Scholar of English literature

Helen Smith is a scholar of English literature. She is Professor of Renaissance Literature and Head of the Department of English and Related Literature at the University of York.

== Career ==
Smith completed a Master of Arts degree at the University of Glasgow, before carrying out her doctoral studies at the University of York; her PhD was awarded in 2003 for her thesis "'Grossly material things': women and textual production in England, c. 1550–1650". She taught at the University of St Andrews and at the University of Hertfordshire, and then joined the Department of English and Related Literature at York in 2004. She has since held a senior lectureship, readership and professorship there; as of 2018, she is also head of the department.

Smith's book Grossly Material Things (2012) was awarded the Roland H. Bainton Literature Prize by the Sixteenth Century Society and Conference, and the DeLong Book History Prize by the Society for the History of Authorship, Reading and Publishing.

According to her University of York profile, Smith's research focuses on "Renaissance poetry, drama, and prose; history of the book; feminist literary history and theory; conversion; the Bible; the history of reading; and materiality".
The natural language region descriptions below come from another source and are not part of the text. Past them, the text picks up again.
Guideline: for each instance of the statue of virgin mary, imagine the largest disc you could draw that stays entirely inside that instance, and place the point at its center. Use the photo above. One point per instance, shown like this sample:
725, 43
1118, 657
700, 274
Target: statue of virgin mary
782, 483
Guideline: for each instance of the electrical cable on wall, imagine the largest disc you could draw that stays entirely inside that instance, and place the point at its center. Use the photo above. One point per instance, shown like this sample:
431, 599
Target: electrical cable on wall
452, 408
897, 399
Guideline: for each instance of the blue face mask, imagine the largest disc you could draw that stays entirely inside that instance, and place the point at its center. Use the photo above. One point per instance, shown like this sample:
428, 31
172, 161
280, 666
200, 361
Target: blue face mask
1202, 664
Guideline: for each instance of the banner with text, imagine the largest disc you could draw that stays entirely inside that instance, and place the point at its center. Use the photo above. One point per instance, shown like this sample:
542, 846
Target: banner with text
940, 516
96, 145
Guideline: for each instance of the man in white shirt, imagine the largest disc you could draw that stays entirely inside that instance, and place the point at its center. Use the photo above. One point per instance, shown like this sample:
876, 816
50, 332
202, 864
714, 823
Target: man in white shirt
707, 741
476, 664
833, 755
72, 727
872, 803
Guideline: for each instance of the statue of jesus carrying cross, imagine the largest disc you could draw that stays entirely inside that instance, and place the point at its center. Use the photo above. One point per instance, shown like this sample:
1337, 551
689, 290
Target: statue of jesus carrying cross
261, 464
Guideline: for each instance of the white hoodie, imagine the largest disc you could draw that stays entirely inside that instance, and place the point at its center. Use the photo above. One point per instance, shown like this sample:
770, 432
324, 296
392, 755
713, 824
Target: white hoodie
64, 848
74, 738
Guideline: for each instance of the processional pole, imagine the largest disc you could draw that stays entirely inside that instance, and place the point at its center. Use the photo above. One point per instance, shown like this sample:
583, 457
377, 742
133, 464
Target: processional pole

== Selected publications ==
- (Co-editor with Louise Wilson) Renaissance Paratexts (Cambridge University Press, 2011)
- Grossly Material Things: Women and Book Production in Early Modern England (Oxford University Press, 2012).
- (Co-editor with Kevin Killeen and Rachel Judith Willie) The Oxford Handbook of the Bible in Early Modern England (Oxford University Press, 2015).
- (Co-editor with Simon Ditchfield) Conversions: Gender and Religious Change in Early Modern Europe (Manchester University Press, 2017).